The Koskenojas - Tyler and Viktoria - will be calling the U.S. home soon
With the flick of a pen, Viktoria Koskenoja and her older brother, Tyler, joined a exclusive club in Sault Ste. Marie.
Both will soon be scholarship athletes at U.S. schools.
It's hard enough for any Canadian student/athlete to draw the attention of an American college or university. But two in the same family helps boost the argument that superior athletic talents are indeed genetic.
"All the way through high school, that was our goal," said Viktoria, a cross-country skier, who signed a National Letter of Intent last week to attend Northern Michigan University in Marquette. "We knew if we worked hard all the time, eventually it would pay off."
Tyler, a city-record holder in the javelin and long-since committed to Dartmouth College, in Hanover, N.H., is proud of what both have accomplished.

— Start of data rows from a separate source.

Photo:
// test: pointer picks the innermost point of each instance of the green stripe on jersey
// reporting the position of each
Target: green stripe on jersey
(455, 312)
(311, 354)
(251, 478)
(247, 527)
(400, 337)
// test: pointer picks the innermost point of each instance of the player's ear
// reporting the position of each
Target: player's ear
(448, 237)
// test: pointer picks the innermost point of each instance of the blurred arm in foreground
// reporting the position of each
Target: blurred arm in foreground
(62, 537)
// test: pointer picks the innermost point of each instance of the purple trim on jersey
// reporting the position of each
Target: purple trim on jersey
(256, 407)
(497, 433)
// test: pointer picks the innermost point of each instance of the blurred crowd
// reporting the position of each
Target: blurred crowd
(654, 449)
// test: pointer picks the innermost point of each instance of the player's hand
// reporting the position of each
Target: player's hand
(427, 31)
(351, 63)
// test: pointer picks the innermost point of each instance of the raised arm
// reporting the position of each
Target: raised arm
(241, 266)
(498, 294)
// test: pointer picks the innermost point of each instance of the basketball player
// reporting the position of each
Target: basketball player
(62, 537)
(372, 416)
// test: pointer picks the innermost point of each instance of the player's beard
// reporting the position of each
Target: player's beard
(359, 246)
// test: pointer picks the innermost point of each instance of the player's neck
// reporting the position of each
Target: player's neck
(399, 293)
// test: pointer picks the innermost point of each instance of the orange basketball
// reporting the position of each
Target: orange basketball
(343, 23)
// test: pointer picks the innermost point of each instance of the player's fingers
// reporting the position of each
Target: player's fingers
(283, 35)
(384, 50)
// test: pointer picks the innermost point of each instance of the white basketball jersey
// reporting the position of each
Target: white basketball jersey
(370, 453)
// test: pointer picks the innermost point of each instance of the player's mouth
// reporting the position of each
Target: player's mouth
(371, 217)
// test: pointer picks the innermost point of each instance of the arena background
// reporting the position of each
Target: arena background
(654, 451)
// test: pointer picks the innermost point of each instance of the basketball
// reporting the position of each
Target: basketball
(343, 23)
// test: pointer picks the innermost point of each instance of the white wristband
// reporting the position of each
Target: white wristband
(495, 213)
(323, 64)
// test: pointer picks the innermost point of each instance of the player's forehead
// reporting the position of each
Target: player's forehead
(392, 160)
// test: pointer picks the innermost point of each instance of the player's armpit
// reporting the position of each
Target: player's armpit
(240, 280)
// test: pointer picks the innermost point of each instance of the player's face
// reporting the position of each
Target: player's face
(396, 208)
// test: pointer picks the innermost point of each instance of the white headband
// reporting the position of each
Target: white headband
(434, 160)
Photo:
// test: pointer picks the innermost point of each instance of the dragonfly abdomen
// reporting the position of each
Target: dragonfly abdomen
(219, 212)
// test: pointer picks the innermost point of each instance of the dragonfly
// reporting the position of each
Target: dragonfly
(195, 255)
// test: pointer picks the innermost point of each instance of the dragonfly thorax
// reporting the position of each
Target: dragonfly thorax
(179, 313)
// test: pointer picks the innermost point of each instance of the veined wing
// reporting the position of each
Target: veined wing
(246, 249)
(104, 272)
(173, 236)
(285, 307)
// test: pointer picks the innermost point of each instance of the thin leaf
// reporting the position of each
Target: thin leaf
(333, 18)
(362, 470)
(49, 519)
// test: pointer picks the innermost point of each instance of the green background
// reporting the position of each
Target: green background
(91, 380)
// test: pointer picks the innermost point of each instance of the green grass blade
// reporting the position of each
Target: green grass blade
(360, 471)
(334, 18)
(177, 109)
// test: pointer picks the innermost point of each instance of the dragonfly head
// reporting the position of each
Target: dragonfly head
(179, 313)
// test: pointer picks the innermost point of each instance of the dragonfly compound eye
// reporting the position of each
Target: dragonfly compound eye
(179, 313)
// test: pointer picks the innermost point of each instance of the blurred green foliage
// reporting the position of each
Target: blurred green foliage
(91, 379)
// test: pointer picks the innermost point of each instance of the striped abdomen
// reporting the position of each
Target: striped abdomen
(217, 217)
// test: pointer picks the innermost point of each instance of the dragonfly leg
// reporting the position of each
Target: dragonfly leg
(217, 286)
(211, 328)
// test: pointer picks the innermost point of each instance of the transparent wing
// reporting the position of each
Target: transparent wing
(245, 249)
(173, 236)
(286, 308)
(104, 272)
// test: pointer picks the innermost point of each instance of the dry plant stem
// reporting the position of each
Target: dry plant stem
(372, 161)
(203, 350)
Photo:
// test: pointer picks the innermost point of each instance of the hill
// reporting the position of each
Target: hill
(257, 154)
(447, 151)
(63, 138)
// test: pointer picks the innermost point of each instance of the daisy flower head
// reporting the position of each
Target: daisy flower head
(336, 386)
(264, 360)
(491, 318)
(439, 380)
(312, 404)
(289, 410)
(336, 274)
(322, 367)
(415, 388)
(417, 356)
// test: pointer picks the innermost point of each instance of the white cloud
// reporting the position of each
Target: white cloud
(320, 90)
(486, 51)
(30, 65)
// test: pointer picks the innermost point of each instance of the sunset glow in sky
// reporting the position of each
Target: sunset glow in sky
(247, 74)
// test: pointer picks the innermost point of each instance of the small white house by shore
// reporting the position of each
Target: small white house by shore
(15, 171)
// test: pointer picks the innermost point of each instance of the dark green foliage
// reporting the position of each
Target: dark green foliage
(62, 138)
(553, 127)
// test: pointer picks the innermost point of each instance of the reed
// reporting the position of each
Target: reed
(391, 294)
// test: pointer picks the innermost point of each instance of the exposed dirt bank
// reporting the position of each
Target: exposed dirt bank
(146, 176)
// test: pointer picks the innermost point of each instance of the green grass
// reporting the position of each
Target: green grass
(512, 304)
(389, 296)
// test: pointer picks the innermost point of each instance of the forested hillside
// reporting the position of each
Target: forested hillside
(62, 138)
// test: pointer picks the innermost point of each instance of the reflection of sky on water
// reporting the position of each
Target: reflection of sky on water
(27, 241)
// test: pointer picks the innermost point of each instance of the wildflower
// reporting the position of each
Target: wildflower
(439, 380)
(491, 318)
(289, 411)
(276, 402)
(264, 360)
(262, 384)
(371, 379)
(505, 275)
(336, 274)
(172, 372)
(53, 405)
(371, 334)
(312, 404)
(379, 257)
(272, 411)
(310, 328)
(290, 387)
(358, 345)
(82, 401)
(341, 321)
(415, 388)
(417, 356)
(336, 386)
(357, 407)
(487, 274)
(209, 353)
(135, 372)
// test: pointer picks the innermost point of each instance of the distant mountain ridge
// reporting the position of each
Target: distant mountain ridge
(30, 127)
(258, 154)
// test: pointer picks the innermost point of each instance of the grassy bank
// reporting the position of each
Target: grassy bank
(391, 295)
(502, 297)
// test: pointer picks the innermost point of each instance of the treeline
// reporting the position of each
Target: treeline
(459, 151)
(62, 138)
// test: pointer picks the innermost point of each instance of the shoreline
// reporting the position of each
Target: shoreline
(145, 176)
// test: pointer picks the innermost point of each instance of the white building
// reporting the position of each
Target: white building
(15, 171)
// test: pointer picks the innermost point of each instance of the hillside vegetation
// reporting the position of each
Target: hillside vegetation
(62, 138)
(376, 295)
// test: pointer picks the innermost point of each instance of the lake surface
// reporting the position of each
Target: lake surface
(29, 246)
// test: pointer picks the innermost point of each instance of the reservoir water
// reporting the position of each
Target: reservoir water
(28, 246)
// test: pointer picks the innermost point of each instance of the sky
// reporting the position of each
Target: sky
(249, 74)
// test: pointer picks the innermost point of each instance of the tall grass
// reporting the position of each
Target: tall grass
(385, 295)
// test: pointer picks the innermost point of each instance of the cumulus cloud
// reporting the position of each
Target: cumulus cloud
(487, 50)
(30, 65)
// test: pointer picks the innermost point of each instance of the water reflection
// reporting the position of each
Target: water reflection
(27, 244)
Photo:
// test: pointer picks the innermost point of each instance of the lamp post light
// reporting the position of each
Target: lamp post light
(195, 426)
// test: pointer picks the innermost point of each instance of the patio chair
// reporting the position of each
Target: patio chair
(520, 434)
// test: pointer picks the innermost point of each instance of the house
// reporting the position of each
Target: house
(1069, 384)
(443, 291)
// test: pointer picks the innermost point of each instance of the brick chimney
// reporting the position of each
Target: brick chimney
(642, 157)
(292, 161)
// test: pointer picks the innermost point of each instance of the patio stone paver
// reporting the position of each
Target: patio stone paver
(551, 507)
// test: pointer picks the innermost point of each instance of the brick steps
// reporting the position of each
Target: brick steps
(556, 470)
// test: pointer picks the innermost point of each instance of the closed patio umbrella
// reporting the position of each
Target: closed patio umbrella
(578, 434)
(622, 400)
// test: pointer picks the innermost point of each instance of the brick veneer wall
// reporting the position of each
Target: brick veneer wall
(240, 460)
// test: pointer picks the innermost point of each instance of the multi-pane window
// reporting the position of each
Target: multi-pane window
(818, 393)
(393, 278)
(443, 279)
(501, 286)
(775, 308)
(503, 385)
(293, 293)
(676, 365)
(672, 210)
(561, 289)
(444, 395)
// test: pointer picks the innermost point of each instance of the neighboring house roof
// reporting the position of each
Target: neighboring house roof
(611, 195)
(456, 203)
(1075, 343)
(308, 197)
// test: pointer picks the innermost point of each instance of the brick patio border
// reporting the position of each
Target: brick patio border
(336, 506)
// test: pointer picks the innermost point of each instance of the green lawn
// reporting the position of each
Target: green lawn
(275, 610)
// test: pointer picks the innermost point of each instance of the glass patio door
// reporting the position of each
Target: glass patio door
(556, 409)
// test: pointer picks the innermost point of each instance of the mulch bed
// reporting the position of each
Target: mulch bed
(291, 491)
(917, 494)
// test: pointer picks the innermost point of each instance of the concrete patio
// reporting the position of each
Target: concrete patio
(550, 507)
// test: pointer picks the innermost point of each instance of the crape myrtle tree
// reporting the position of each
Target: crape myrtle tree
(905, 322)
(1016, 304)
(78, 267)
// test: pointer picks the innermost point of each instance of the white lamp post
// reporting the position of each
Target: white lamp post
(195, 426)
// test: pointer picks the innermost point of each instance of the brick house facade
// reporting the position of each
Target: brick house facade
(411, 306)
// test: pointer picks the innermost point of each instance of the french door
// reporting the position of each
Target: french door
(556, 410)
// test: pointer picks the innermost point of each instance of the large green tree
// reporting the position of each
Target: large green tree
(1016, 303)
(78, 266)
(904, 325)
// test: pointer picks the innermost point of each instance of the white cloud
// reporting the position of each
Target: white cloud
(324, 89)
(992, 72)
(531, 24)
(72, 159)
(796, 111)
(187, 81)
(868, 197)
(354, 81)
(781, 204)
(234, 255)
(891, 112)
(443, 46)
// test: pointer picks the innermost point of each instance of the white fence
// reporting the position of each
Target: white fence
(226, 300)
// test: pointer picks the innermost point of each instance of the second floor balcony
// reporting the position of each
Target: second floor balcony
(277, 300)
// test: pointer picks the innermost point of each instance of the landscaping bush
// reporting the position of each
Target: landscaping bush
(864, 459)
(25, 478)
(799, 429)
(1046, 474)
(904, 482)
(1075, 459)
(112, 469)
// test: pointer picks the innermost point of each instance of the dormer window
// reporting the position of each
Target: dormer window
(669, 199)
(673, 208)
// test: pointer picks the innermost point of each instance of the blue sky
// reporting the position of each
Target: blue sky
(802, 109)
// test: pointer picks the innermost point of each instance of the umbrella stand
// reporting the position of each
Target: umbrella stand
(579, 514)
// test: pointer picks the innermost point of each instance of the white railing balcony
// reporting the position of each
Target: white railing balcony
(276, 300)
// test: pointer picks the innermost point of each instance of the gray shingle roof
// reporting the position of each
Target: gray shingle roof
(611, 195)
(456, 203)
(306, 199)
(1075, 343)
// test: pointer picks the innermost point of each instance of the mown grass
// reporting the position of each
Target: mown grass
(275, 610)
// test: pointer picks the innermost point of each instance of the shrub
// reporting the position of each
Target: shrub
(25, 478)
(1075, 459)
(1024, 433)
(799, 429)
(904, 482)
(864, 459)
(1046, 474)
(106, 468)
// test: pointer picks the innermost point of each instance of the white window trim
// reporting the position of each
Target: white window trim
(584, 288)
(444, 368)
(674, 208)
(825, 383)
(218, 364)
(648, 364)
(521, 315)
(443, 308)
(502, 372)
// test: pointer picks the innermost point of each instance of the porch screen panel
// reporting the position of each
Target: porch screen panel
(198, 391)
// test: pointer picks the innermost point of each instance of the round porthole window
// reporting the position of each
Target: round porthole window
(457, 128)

"I think it's great," he said. "I'm happy for her and I want us both to do well."
If the past is any indication, that should be a given.
The 17-year-old Viktoria, a Grade 12 student at White Pines Collegiate, was recently named to the Canadian National Junior Team, based in Canmore, Alta.
A two-year member of both the Ontario Development and Ontario Winter Race teams, Koskenoja won gold and silver medals at the National Championships in Collingwood last March. In just her third year as a cross-country skier, Koskenoja won the Junior Girls' 10-kilometre skate and placed second in the 7.5k classic race.
That performance helped her become a finalist for this year's H.P. Broughton Award, given annually to the city's sportsperson of the year. Alpine skier Brigitte Acton won the Broughton last Tuesday.
The 18-year-old Tyler, an OAC student at White Pines, holds both the city Senior Division (62.30 metres) and Junior Division (59.40 metres) javelin records.
After winning this year's city and Northern Ontario Secondary Schools Association crowns, he finished third at the Ontario Federation of School Athletic Associations Championships in St. Catharines.
It marked Tyler's second bronze medal, to go along with a previous gold, at the provincial level.
Besides their athletic prowess, both Koskenojas are outstanding students, averaging over 90 per-cent in their first-term classes.
While Viktoria, who'll major in science, and Tyler, who'll study biology, were looking for schools with solid academic reputations, the chance to work under talented coaches was also an important factor for both.
Tyler, who turned down offers from Harvard and Cornell, will be coached by Carl Wallin, who's helped Adam Nelson become one of the world's top-ranked shot putters.
"I can't wait to see what happens when I get a coach," said Tyler, who is basically self taught in javelin and hopes to also compete in decathlon at Dartmouth.
The decathlon features 10 events, including javelin, discus, and shot putt, along with tests of jumping and running skills.
Likewise, coach Sten Fjieldheim helped sell Viktoria on NMU.
"I've heard a lot of good things about him and he's very passionate about skiing," she said. "That's what I wanted in a coach. Plus, the ski team there is one of the best in the United States."